Question 5 A metal rod with a square cross section \( 12 \times 12 \mathrm{~mm} \), and 500 mm long is subjected to an axial load of 20 KN . The rod elongated axially by 2 mm when the load was applied. What is the Young's Modulus of the material? (A) 34.7 GPa (B) 13.9 GPa (C) 55.0 GPa (D) 120 GPa

To find the Young's Modulus \( E \) of the material, we can use the formula: \[ E = \frac{\text{Stress}}{\text{Strain}} \] First, we need to calculate the stress (\( \sigma \)) and strain (\( \epsilon \)). Stress (\( \sigma \)) is defined as the load (\( F \)) divided by the cross-sectional area (\( A \)): Given: - Load, \( F = 20 \text{ kN} = 20000 \text{ N} \) - Cross-sectional area, \( A = 12 \text{ mm} \times 12 \text{ mm} = 144 \text{ mm}^2 = 144 \times 10^{-6} \text{ m}^2 \) \[ \sigma = \frac{F}{A} = \frac{20000 \text{ N}}{144 \times 10^{-6} \text{ m}^2} \approx 138.89 \text{ MPa} \] Strain (\( \epsilon \)) is the change in length (\( \Delta L \)) divided by the original length (\( L_0 \)): Given: - Change in length, \( \Delta L = 2 \text{ mm} = 2 \times 10^{-3} \text{ m} \) - Original length, \( L_0 = 500 \text{ mm} = 0.5 \text{ m} \) \[ \epsilon = \frac{\Delta L}{L_0} = \frac{2 \times 10^{-3} \text{ m}}{0.5 \text{ m}} = 0.004 \] Now, substituting stress and strain into the Young's Modulus equation: \[ E = \frac{138.89 \times 10^6 \text{ Pa}}{0.004} \approx 34.72 \text{ GPa} \] Thus, the Young's Modulus of the material is approximately \( 34.7 \text{ GPa} \), so the correct answer is (A) 34.7 GPa.

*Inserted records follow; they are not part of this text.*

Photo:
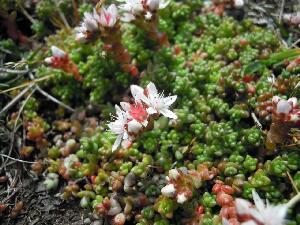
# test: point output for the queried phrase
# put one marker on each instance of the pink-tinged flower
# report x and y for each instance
(136, 111)
(108, 16)
(90, 22)
(130, 9)
(118, 127)
(155, 102)
(181, 198)
(154, 5)
(81, 34)
(69, 162)
(168, 190)
(284, 106)
(57, 54)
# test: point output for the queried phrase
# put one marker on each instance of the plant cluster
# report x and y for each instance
(233, 132)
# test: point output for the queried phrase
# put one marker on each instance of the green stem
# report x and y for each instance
(293, 201)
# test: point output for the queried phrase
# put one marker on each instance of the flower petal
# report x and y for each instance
(151, 88)
(151, 110)
(283, 107)
(225, 222)
(168, 190)
(134, 126)
(163, 4)
(57, 52)
(293, 101)
(125, 106)
(242, 206)
(117, 142)
(170, 100)
(127, 17)
(251, 222)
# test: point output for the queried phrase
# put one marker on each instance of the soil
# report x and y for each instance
(42, 208)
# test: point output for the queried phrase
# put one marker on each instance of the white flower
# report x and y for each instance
(134, 7)
(148, 15)
(127, 17)
(181, 198)
(173, 174)
(48, 60)
(225, 222)
(264, 213)
(57, 52)
(136, 113)
(134, 126)
(157, 4)
(118, 127)
(242, 206)
(81, 33)
(90, 22)
(130, 9)
(156, 102)
(69, 161)
(239, 3)
(108, 17)
(284, 106)
(168, 190)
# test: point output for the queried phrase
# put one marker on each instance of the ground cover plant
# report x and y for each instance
(148, 112)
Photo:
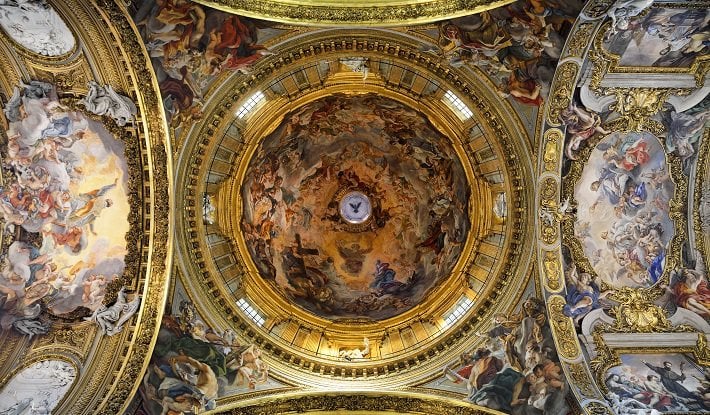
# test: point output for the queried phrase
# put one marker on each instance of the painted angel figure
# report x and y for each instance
(110, 319)
(357, 353)
(86, 207)
(684, 130)
(105, 101)
(622, 11)
(581, 124)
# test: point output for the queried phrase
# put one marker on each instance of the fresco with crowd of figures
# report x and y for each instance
(660, 382)
(517, 45)
(190, 45)
(380, 148)
(663, 37)
(194, 364)
(64, 210)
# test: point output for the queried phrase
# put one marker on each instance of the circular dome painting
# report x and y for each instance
(355, 206)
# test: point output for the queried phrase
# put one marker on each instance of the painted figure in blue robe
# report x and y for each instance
(498, 393)
(582, 295)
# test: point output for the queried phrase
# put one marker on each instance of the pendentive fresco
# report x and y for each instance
(65, 211)
(307, 174)
(355, 208)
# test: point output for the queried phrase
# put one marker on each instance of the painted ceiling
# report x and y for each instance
(389, 207)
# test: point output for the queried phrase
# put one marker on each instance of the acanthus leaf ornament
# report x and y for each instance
(702, 352)
(550, 156)
(563, 327)
(553, 270)
(637, 105)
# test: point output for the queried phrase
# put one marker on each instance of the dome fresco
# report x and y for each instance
(212, 209)
(355, 207)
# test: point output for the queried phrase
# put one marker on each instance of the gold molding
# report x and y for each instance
(330, 47)
(372, 13)
(343, 402)
(608, 356)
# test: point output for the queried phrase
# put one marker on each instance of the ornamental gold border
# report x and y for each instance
(313, 402)
(63, 58)
(605, 62)
(609, 356)
(702, 178)
(437, 300)
(113, 368)
(676, 208)
(551, 184)
(329, 47)
(373, 13)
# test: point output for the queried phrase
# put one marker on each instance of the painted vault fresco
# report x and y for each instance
(38, 388)
(516, 45)
(516, 370)
(190, 45)
(384, 150)
(35, 25)
(623, 201)
(193, 364)
(64, 210)
(663, 38)
(662, 382)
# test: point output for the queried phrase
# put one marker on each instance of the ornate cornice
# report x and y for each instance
(364, 13)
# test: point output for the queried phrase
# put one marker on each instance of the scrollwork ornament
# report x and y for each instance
(596, 9)
(601, 66)
(637, 105)
(605, 356)
(702, 352)
(579, 40)
(553, 271)
(550, 156)
(636, 313)
(563, 328)
(322, 12)
(561, 91)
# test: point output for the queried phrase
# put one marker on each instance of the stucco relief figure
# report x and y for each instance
(37, 389)
(583, 294)
(645, 383)
(110, 319)
(251, 370)
(623, 10)
(64, 248)
(105, 101)
(35, 25)
(356, 353)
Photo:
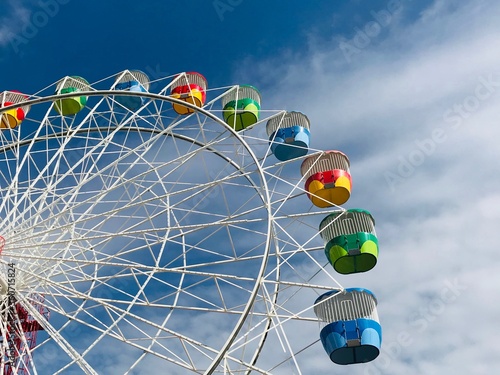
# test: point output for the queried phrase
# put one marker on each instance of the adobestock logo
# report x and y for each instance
(371, 30)
(455, 115)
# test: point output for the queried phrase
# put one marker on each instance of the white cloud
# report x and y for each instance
(436, 223)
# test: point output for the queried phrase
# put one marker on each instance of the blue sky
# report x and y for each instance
(408, 89)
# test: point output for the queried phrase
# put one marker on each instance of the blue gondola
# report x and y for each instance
(134, 81)
(351, 332)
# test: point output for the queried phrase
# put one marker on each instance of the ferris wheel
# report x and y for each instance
(166, 226)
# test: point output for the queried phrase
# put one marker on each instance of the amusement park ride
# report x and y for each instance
(169, 221)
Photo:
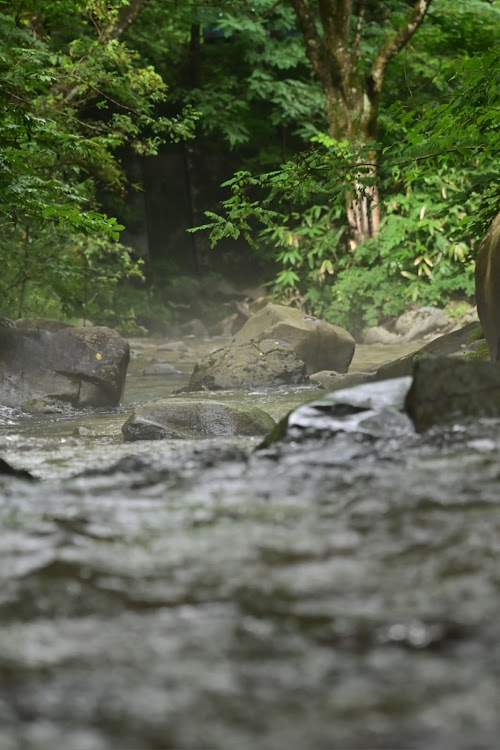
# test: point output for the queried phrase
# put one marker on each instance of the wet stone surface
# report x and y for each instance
(330, 591)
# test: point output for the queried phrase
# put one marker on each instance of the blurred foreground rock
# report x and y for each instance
(453, 390)
(253, 365)
(184, 418)
(41, 370)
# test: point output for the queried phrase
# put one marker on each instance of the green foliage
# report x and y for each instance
(71, 97)
(437, 178)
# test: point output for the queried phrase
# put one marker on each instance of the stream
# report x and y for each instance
(329, 592)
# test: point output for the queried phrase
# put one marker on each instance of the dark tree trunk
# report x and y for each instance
(351, 102)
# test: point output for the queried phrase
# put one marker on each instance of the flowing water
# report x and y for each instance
(330, 591)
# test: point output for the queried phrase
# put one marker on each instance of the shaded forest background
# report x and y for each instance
(345, 152)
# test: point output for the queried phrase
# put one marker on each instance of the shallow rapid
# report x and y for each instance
(337, 589)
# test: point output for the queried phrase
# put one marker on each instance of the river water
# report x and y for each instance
(330, 591)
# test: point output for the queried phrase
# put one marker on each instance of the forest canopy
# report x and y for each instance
(363, 139)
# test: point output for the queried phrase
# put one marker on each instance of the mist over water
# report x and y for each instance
(330, 591)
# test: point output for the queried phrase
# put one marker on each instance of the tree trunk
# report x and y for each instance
(351, 102)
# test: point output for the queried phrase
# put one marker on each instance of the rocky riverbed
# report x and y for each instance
(336, 589)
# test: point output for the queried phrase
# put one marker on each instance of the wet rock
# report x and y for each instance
(453, 390)
(161, 368)
(375, 409)
(194, 328)
(42, 324)
(183, 418)
(380, 335)
(487, 281)
(457, 343)
(414, 324)
(7, 470)
(269, 363)
(76, 366)
(173, 346)
(321, 345)
(333, 381)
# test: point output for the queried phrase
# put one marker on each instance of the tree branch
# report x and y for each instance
(126, 16)
(396, 42)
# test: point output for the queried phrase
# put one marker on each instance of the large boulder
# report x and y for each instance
(321, 345)
(456, 344)
(414, 324)
(453, 390)
(179, 418)
(253, 365)
(76, 366)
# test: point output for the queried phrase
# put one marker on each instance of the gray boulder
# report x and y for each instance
(453, 390)
(334, 381)
(44, 324)
(457, 343)
(372, 409)
(414, 324)
(321, 345)
(178, 418)
(252, 365)
(76, 366)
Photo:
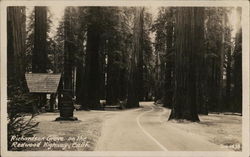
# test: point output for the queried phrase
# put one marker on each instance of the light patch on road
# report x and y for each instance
(145, 132)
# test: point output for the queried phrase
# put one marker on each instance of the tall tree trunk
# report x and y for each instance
(91, 92)
(69, 49)
(237, 69)
(222, 59)
(169, 65)
(133, 86)
(16, 26)
(39, 54)
(187, 52)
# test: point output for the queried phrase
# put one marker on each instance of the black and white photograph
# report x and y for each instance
(125, 77)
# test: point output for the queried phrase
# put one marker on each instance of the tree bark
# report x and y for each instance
(184, 106)
(91, 92)
(16, 25)
(133, 83)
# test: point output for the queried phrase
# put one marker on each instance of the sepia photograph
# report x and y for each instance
(138, 77)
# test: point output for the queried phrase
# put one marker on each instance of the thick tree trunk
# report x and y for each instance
(184, 105)
(237, 70)
(133, 84)
(168, 94)
(16, 23)
(91, 92)
(39, 54)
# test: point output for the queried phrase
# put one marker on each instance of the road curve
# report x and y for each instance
(145, 129)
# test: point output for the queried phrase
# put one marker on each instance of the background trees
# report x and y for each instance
(189, 59)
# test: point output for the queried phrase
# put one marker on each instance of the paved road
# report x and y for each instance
(145, 129)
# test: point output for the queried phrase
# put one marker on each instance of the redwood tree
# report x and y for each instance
(189, 21)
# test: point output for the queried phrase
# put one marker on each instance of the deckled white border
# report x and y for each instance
(245, 71)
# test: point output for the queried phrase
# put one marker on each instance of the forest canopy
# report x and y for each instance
(187, 58)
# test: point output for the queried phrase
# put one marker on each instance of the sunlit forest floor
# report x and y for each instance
(219, 130)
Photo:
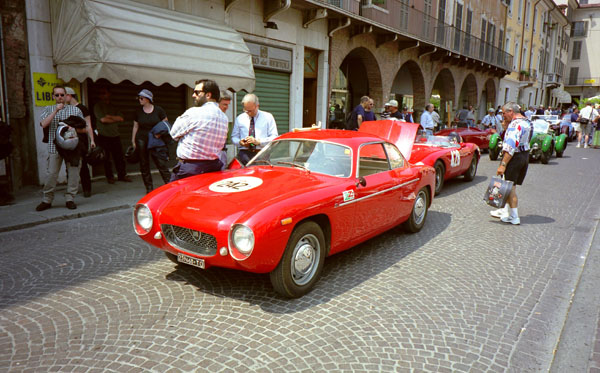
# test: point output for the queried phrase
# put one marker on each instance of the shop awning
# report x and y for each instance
(563, 96)
(125, 40)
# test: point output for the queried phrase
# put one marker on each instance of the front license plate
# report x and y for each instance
(185, 259)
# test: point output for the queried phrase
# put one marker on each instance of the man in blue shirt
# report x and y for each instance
(253, 129)
(358, 114)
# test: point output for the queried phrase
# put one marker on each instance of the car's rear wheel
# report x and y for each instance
(172, 257)
(470, 174)
(440, 170)
(300, 266)
(419, 212)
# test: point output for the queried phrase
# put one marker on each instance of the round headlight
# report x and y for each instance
(243, 239)
(143, 215)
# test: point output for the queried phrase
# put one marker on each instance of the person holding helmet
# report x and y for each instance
(51, 117)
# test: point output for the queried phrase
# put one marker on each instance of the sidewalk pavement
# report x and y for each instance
(105, 197)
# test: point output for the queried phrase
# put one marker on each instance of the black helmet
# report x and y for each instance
(132, 154)
(95, 156)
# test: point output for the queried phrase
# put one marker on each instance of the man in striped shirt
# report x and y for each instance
(201, 132)
(51, 117)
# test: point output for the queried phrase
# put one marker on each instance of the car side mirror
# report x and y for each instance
(361, 182)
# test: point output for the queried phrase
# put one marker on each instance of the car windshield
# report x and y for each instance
(314, 156)
(540, 126)
(439, 141)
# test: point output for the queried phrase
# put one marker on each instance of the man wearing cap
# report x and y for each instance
(201, 133)
(51, 117)
(108, 120)
(87, 141)
(253, 129)
(490, 120)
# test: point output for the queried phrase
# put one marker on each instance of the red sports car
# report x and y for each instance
(307, 195)
(449, 155)
(474, 135)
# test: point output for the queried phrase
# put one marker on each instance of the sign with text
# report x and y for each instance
(269, 57)
(44, 83)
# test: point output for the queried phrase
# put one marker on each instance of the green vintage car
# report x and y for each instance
(543, 143)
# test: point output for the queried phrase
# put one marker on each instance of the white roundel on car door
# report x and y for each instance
(235, 184)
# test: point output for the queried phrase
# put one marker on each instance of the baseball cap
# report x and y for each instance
(145, 93)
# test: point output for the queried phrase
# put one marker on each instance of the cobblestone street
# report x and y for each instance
(466, 294)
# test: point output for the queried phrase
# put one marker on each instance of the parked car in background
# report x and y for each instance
(448, 155)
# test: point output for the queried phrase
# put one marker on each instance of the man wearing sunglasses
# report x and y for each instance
(50, 118)
(201, 133)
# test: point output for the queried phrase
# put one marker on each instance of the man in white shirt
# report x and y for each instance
(587, 116)
(426, 119)
(253, 129)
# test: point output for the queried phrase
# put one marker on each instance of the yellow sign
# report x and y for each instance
(44, 83)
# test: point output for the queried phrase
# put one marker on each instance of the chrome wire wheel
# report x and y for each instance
(305, 259)
(420, 208)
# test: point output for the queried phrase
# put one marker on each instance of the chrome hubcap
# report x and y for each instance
(420, 208)
(305, 259)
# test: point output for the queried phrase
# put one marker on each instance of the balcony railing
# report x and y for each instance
(575, 81)
(414, 23)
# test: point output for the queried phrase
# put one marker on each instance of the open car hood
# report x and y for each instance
(402, 134)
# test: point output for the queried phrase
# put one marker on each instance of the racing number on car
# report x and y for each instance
(454, 158)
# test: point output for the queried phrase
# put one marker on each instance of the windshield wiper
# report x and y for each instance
(295, 165)
(262, 160)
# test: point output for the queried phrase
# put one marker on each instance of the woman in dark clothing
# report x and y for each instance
(146, 117)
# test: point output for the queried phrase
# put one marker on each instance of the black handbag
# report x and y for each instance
(497, 192)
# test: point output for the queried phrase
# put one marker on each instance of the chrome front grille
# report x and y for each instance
(190, 240)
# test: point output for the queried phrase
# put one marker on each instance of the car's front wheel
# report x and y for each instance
(419, 212)
(300, 266)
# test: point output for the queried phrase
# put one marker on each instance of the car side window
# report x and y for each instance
(372, 159)
(394, 155)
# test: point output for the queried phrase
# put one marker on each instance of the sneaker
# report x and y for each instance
(511, 219)
(43, 206)
(499, 213)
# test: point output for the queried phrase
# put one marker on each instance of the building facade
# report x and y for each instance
(583, 72)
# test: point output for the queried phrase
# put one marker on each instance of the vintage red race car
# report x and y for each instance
(307, 195)
(448, 155)
(474, 135)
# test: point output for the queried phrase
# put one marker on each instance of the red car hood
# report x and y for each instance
(230, 195)
(400, 133)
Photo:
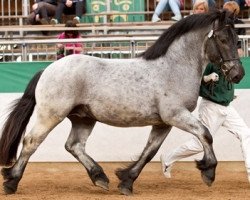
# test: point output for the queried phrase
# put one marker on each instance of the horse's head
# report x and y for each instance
(221, 48)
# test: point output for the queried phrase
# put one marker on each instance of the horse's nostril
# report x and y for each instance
(236, 79)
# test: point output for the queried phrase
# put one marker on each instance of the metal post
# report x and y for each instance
(25, 7)
(24, 52)
(132, 44)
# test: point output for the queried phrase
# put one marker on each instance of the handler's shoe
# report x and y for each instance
(155, 18)
(166, 169)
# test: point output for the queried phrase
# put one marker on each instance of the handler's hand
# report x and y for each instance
(69, 3)
(211, 77)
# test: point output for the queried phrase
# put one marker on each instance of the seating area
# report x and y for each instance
(99, 26)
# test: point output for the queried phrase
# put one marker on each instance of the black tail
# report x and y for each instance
(16, 122)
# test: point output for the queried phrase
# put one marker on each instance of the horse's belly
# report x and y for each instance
(125, 118)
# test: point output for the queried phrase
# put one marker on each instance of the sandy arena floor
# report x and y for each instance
(60, 181)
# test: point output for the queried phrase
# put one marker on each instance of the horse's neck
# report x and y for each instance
(188, 50)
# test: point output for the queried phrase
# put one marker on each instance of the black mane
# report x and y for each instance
(190, 23)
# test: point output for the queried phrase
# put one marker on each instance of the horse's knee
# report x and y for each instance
(207, 136)
(10, 181)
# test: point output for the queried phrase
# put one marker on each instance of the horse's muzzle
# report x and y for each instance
(233, 71)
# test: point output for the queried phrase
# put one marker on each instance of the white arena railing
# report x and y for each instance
(113, 47)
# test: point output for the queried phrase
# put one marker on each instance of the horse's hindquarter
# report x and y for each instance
(116, 92)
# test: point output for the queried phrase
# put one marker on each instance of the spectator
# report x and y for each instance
(211, 3)
(69, 48)
(242, 3)
(41, 11)
(69, 7)
(200, 6)
(215, 111)
(233, 7)
(169, 5)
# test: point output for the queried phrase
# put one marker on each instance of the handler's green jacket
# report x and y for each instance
(221, 92)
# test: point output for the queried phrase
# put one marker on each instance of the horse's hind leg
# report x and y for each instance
(187, 122)
(32, 140)
(128, 175)
(81, 129)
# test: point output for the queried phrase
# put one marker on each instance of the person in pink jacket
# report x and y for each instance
(65, 49)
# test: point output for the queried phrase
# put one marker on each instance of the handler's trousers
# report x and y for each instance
(213, 116)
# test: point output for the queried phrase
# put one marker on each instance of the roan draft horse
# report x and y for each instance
(158, 88)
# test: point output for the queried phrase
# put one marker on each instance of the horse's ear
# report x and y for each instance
(227, 17)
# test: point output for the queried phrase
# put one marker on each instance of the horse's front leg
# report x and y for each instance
(128, 175)
(187, 122)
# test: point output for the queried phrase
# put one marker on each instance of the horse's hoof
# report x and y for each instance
(6, 173)
(102, 184)
(208, 176)
(125, 191)
(10, 187)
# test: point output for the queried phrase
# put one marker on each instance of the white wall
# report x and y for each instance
(108, 143)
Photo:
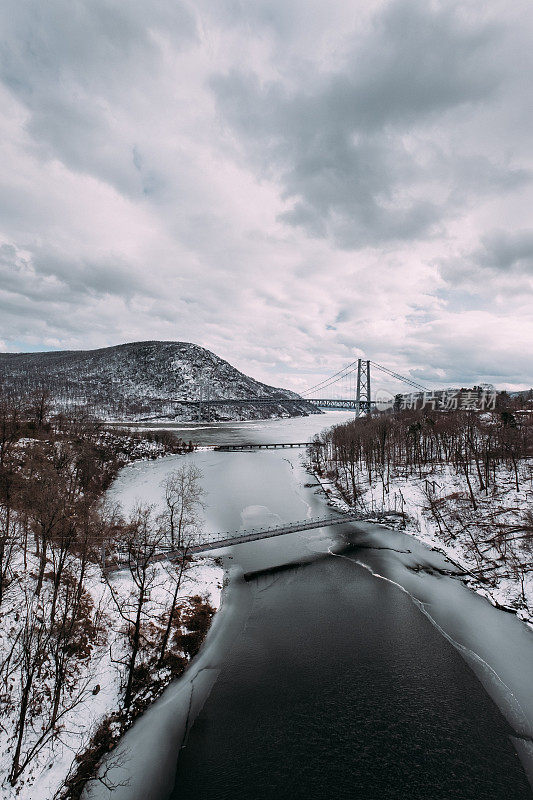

Now, here’s something fun about stress and strain: Did you know that the concept of Young's Modulus is named after the 19th-century British scientist Thomas Young? He was pretty much the rock star of elasticity studies! Workers in factories now depend on his insights every day, ensuring that beams and rods can bear loads without snapping like a twig. When dealing with calculations like these, it's important to keep track of your units! Beginners often confuse mm and m or N and kN, leading to incorrect calculations. Always double-check your units—it's a tiny detail that can lead to big mishaps in engineering!